樹勢の衰退を防ぎ、又、衰退し傷ついた老大木を活性化する為に、当社はNPO法人藪会(樹勢回復研究所)の一員として、樹勢回復技術の研究を行い、実施しています。学校や寺社境内などに残る老大木は、その地域に生まれ、育ち、生活する人々にとって精神的風土として共有され、心のやすらぎ、地域社会の連帯意識などからも貴重な存在といえます。
改良前
改良後
これはケヤキの細根の発根状況です。根を切断し、土壌改良材ワカホを用いた結果、根の切断部から若々しい細根が多数発根しました。
樹木治療事例展示
愛地球博2005
樹勢回復治療樹木展示
クスノキ
樹高:9m 幹周:1.9m 葉張り:3.5m
平成17年3月にクスノキを東京都調布市から運搬し、植付けを行った。幹の上部より多数の不定根が発根し、再生に至る途中経過を多くの方々に見ていただいた。
治療中
治療後
交通事故による被害樹木治療
樹皮再生治療(東京都町田市)
ソメイヨシノ 樹高:9m 幹周:1.15m 葉張り:7m
街路樹のソメイヨシノに自動車が衝突し、巾85cm、高さ75cmの範囲の樹皮が剥ぎ取られた。
<治療法>
樹木自体の活力向上の為、植栽帯の土壌改良を「ワカホP45」を用いて行った。樹皮再生の為、「キノネデール」を用いて損傷部分の治療を行った。
治療風景と不定根の発根状況
幹や太枝などの損傷部位を治療し、不定根の発生を促し、不定根とカルスの発達により腐朽部位の再生を目指します。

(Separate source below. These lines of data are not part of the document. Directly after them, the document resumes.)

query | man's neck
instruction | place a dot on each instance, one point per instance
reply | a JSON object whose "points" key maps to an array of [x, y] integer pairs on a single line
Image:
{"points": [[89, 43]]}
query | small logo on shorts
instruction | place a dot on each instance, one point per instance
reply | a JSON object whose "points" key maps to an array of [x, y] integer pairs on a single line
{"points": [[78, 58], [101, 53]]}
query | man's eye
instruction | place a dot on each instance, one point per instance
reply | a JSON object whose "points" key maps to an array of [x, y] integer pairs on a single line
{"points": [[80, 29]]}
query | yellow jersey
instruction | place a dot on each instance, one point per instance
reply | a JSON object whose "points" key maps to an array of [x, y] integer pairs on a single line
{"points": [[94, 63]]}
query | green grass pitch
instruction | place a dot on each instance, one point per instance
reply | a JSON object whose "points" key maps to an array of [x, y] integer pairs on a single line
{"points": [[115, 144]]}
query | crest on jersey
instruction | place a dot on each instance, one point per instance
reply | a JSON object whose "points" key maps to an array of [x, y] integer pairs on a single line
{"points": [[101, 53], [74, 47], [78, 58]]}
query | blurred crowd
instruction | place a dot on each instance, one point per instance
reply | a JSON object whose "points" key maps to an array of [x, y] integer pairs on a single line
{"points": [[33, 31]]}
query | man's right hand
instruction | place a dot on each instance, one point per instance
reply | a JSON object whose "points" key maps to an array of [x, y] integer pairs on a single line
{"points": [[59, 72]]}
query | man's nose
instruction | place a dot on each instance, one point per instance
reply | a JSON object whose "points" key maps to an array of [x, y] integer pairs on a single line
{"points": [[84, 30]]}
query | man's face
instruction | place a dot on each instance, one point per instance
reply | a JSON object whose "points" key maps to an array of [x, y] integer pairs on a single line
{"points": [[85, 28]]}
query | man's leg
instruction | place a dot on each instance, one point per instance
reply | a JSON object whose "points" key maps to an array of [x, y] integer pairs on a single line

又、不定根を地面まで誘引し、生長させ、支持根、生活根の機能を持たせ、樹勢回復を計ります。
藪会式の樹勢治療にはウレタン・モルタルなど化学物質は用いません。
治療前
治療中
治療後
相模原市・榎神社:エノキ (幹周3.95m)
地上4m部分から周75~200cmの9本の太枝に分かれ、その中心部分は腐朽が進み、10年前・1昨年と台風により大枝だが欠け落ちた。その都度手当が行われたが、直らずに腐朽は進行しており、上部の枝葉は衰退が著しく危険である。
今回はキノネデールを用いて治療を行い、今後の状況を観察する。
治療中
治療後
津田塾大学グラウンド周りソメイヨシノ
樹齢約80年のソメイヨシノ26本(幹周約2.5m)
第一期
ワカホによる土壌改良により、多数の細根が発根し、枝葉が元気になり花のピンク色も濃く美しくなった。
第二期
樹幹部の再生治療を行い、不定根の発達、樹幹部の再生が進行中。
第三期
二期に引き続き10本の樹幹部再生治療を実施。